These step conversion methods are available to use, but are somewhat internal, so they might be subject to change. In most cases, you can use the more public methods to achieve the same goals.

key2hash

    my $step_hash = $path->key2hash($key, $type, $pos);
    my $step_hash = $path->key2hash($key, $type);

Figures out the missing pieces of a key/type pair, and returns a complete four-key step hash. The "normalize" method works by throwing away the existing step and using this method.
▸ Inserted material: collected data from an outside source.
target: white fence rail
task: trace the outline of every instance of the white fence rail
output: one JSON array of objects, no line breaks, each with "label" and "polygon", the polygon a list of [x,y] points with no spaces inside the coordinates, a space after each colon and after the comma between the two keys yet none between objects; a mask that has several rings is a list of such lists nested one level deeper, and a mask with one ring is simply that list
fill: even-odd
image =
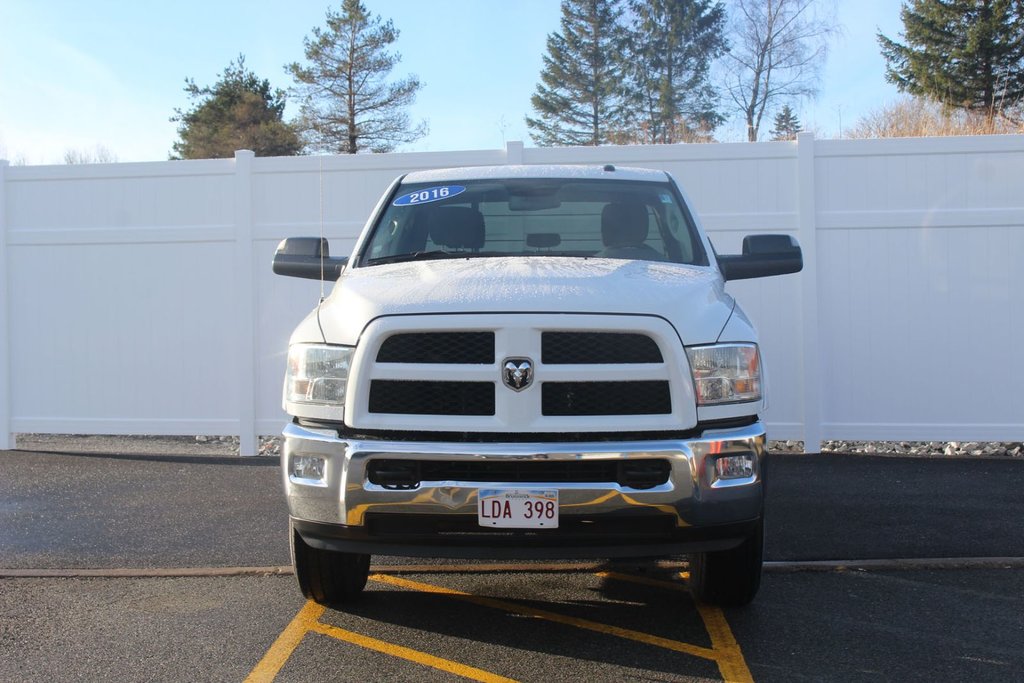
[{"label": "white fence rail", "polygon": [[720,252],[787,232],[799,275],[731,283],[762,333],[773,438],[1024,439],[1024,136],[11,167],[0,162],[0,448],[14,433],[277,433],[285,345],[414,169],[664,168]]}]

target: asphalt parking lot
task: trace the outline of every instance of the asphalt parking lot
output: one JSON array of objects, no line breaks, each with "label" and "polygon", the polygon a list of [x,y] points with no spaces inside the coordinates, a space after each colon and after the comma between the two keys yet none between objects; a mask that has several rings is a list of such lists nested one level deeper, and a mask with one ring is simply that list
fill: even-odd
[{"label": "asphalt parking lot", "polygon": [[[744,609],[680,561],[375,558],[305,603],[275,458],[0,453],[0,680],[1024,680],[1024,460],[773,456]],[[120,447],[123,451],[123,446]]]}]

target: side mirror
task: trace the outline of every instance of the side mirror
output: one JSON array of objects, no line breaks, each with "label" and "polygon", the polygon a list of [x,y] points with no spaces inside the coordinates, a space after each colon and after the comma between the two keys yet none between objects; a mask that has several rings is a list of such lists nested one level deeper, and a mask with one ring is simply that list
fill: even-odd
[{"label": "side mirror", "polygon": [[800,245],[789,235],[747,235],[741,255],[718,257],[718,269],[726,280],[799,273],[803,267]]},{"label": "side mirror", "polygon": [[331,258],[327,240],[322,237],[289,237],[277,245],[273,268],[278,275],[333,281],[347,263],[347,258]]}]

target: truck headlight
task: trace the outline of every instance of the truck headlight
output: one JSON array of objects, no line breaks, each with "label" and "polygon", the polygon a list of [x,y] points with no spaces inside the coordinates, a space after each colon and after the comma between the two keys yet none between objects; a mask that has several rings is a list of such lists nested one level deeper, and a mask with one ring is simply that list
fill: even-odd
[{"label": "truck headlight", "polygon": [[345,405],[353,351],[350,346],[292,344],[284,377],[285,403]]},{"label": "truck headlight", "polygon": [[761,400],[761,358],[756,344],[715,344],[686,349],[697,405]]}]

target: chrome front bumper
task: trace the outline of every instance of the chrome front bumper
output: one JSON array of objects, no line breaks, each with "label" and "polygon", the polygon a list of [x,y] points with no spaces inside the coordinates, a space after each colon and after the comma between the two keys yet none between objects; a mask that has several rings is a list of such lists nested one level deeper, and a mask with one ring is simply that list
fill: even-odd
[{"label": "chrome front bumper", "polygon": [[[549,557],[671,554],[697,545],[736,545],[744,525],[758,520],[763,509],[765,432],[760,422],[708,430],[691,439],[591,443],[370,441],[343,439],[333,430],[296,424],[289,424],[284,436],[281,462],[290,514],[308,543],[325,548],[460,557],[511,556],[496,551],[543,546],[550,546],[551,552],[543,555]],[[716,479],[714,460],[741,454],[754,456],[753,473],[741,479]],[[290,475],[290,463],[296,457],[322,458],[323,480]],[[615,482],[423,481],[400,490],[370,483],[367,468],[376,458],[475,462],[658,458],[667,460],[671,469],[665,483],[642,489]],[[477,527],[477,492],[503,487],[558,489],[560,529],[498,534]],[[628,522],[635,527],[648,519],[657,520],[665,533],[637,541],[630,527],[622,525]],[[423,520],[432,520],[434,526],[424,526]],[[601,532],[602,524],[610,520],[618,523],[608,527],[617,530],[618,538]],[[378,534],[378,528],[387,531]],[[432,534],[433,528],[447,532]],[[721,529],[721,534],[715,529]],[[581,540],[584,537],[589,541]],[[575,545],[575,540],[581,540],[585,552],[579,548],[560,552]]]}]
Since pos translation works by using both step+delimiter, and key2hash doesn't have access to the delimiter, it's more accurate to pass the pos value than leave it out.

path_str2array

    my $path_array = $path->path_str2array($path_str);

Converts a path string into a path array (of step hashes).

shift_path_str

    my $step_hash = $self->shift_path_str(\$path_str);

Removes a step from the beginning of the path string, and returns a complete four-key step hash. This is the workhorse for most of Parse::Path's use cases.

blueprint

    my $data = $self->blueprint->{$blueprint_key};

Provides access to the blueprint for parsing the path style. More informaton about what this hashref contains in the role documentation.

Cloned for sanity. Create your own Path class if you need to change the specs.

OVERLOADS

In addition to its standard methods, Parse::Path also has several overloads that are useful:

String Concatenation (.=)

    $path .= 'q.r.s[1]';
    $path .= [qw( q r s[1] )];

Modifies the path by calling "push" on the RHS thing.

Numeric Comparisons

    $pathA <  $pathB
    $pathA <= $pathB
    $pathB >  $pathA
    $pathB >= $pathA
    $pathA == $pathA
    $pathA != $pathB
    $pathA <=> $pathB

Uses "depth" for the numeric comparison. Still works in cases of a non-path on one side.

String Comparisons

    $pathA lt $pathB
    $pathA le $pathB
    $pathB gt $pathA
    $pathB ge $pathA
    $pathA eq $pathA
    $pathA ne $pathB
    $pathA cmp $pathB

If both sides are P:P objects, each key of the path is compared separately until a difference is found. This effectively bypasses delimiters as an obstacle for path comparisons. If a step is found to be an ARRAY type on both sides, a numeric comparison (<=>) is done. Mismatched step types are allowed (and checked with cmp), so sanity check your paths if this isn't desired.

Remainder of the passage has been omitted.